In recent years, the Episcopal church has often been one of the most liberal denominations of the Christian faith. They pride themselves on full inclusion of gay, lesbian, bisexual and transgender individuals into the congregation.
In 2003, they welcomed their first openly gay bishop and in 2012, extended “a provisional rite of blessing for same-gender relationships was authorized, and discrimination against transgender persons in the ordination process was officially prohibited; and in 2015, the canons of the church were changed to make the rite of marriage available to all people, regardless of gender.”
Transgender individuals are also allowed to become ordained ministers in the church.
Earlier this year, they dropped gendered language for God, stating “Fixed boundaries of gender identity are being challenged and churches need to respond. This resolution is a clear response to the systematic oppression and violence that transgender people experience on a daily basis.”
So God is genderless and don’t refer to Him as Father or any other masculine term.
Now, in an effort to make their wedding ceremonies more gay friendly, they have dropped the terms “husband” and “wife” from the service.
According to a report in the U.K. Telegraph, the phrase ‘the union of husband and wife’ is replaced with ‘the union of two people.” It also “replaces the section which talks about part of God’s intention for marriage being ‘for the procreation of children’ with the phrase ‘for the gift of children’ to make it more relevant for same-sex couples who may wish to adopt.”
Now, if a gay, lesbian or transgender individual walks into my church – I think we should welcome them. I think they should be treated as people and not excluded because of a life choice or sin. There’s a difference between tolerance and acceptance and if they are seeking God, we might be their only connection to Him. If we shun them because of a sin in their life, we’re not being very good examples of Christ’s love. And like it or not, sin is sin and we all stumble from time to time.
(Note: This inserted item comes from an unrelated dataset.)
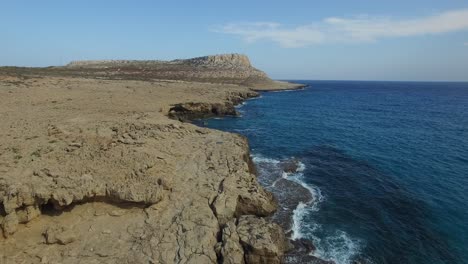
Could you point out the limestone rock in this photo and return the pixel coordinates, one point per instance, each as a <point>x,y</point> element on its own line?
<point>263,242</point>
<point>10,224</point>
However, for a church to radically go against Biblical principles of marriage and family, condone and even perform un-Biblical marriage unions, then there’s a very big problem with that church. We can’t make the Bible fluid to the popular culture of the day. That’s not how it works. It’s clearly laid out how we should live our lives, what God does and doesn’t view as sin and clearly the Episcopal church has thrown that out the window in favor of cultural relativism. That’s doing a major disservice to their congregation because while God does indeed love all, that doesn’t mean people can do anything or commit whatever sin they want and not face consequences.
Other denominations considering similar changes to church practices might want to take note of this as well. According to RedState, the Episcopal Church “have lost nearly a third of their members, an exodus which sped up after 2000. They’ve spent $18 million in a single year suing their own local congregations -who tried to secede from the church to align with the more conservative Anglican church- over property.”
Maybe God is punishing them for their disobedience?